- Occupation: Aerodynamics engineer
- Employer: Zero Petroleum
- Title: Chief technical officer

= Doug McKiernan =

British engineer

Doug McKiernan is a British Formula One and aerospace aerodynamics engineer. He is currently the chief technical officer at Zero Petroleum which he co-founded alongside Paddy Lowe and Nilay Shah.

==Career==
McKiernan studied aeronautical engineering at the University of Manchester, where he completed a PhD specialising in computational fluid dynamics. He began his engineering career at BAE Systems, working on advanced wing design projects. Through BAE Systems’ technical partnership with McLaren Racing, McKiernan joined McLaren in 1999 to develop CFD models. After an initial secondment, he made the move permanent and went on to work as a CFD aerodynamicist, wind tunnel aerodynamicist and trackside aerodynamicist within the team’s aerodynamics department.

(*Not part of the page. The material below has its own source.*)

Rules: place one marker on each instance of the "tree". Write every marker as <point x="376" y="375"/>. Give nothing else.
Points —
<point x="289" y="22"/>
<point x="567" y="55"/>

In 2006, McKiernan was promoted to Principal Aerodynamicist and later to Chief Aerodynamicist, becoming responsible for the aerodynamic design and performance of McLaren’s Formula One cars including the championship winning McLaren MP4-23. He was subsequently appointed chief engineer at McLaren, overseeing technical development and race car performance until his departure from the team at the end of 2014.

In 2018, McKiernan joined Williams Racing as chief engineer. His role later evolved into design and development director, reflecting expanded responsibility across vehicle design, development and performance operations. He left Williams in 2021 amidst a technical restructure.

Following his Formula One career, McKiernan co-founded Zero Petroleum alongside Paddy Lowe, focusing on the development of sustainable synthetic fuels for motorsport and wider transport applications.